Just like Miles Davis, the Newport Jazz Festival survived the decline in jazz’s popularity. Miles and George Wein knew that in both their cases they had to adapt and evolve. If neither Miles Davis nor the Newport Jazz Festival evolved, they would’ve become irrelevant. That didn’t happen though. Both Miles and the Newport Jazz Festival went from strength to strength.

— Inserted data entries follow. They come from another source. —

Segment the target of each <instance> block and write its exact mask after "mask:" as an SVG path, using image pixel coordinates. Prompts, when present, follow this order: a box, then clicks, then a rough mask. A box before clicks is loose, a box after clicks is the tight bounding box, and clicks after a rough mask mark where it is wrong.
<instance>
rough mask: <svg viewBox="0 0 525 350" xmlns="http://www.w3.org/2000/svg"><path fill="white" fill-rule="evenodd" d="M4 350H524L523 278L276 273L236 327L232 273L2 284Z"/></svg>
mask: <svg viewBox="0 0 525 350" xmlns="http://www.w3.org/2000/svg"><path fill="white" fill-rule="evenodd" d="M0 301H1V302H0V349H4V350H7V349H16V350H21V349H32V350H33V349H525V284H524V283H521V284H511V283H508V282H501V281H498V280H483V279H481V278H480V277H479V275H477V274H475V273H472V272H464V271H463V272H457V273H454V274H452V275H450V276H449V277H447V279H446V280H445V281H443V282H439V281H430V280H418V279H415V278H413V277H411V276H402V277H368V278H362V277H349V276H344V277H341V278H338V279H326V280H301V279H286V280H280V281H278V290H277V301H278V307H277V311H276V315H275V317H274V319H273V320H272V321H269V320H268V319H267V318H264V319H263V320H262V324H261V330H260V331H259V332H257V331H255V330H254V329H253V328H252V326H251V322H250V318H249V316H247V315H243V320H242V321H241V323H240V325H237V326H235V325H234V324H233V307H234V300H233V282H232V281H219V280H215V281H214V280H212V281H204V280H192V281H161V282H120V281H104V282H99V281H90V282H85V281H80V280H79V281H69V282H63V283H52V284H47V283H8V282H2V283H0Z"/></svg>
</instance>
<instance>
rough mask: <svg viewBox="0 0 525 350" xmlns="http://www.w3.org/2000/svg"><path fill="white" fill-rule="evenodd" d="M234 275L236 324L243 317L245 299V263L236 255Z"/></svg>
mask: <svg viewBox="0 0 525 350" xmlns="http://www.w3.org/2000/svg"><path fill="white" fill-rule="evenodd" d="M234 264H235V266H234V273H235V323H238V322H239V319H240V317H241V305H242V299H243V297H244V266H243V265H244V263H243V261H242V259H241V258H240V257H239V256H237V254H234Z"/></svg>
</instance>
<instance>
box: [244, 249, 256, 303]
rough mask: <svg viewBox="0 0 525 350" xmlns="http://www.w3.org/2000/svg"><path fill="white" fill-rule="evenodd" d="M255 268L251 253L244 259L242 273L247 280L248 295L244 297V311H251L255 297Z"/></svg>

Miles Davis was associated with the Newport Jazz Festival until 1985. Their relationship had lasted thirty years, and during that period, Miles Davis continued to reinvent his music. Continually, he innovated and pushes musical boundaries. That was the case right up until his death in 1991. His career had spanned five decades, during which Miles Davis released forty-eight studio albums. This include classic albums like 1957s Birth Of The Cool and ’Round About Midnight, 1959s, Kind Of Blue  and 1970s Bitches Brew. Tracks from each of these albums feature on Miles Davis Live At Newport 1955-1975-The Bootleg Series Volume 4, which documents, and celebrates, the first twenty years of Miles Davis association with the Newport Jazz Festival.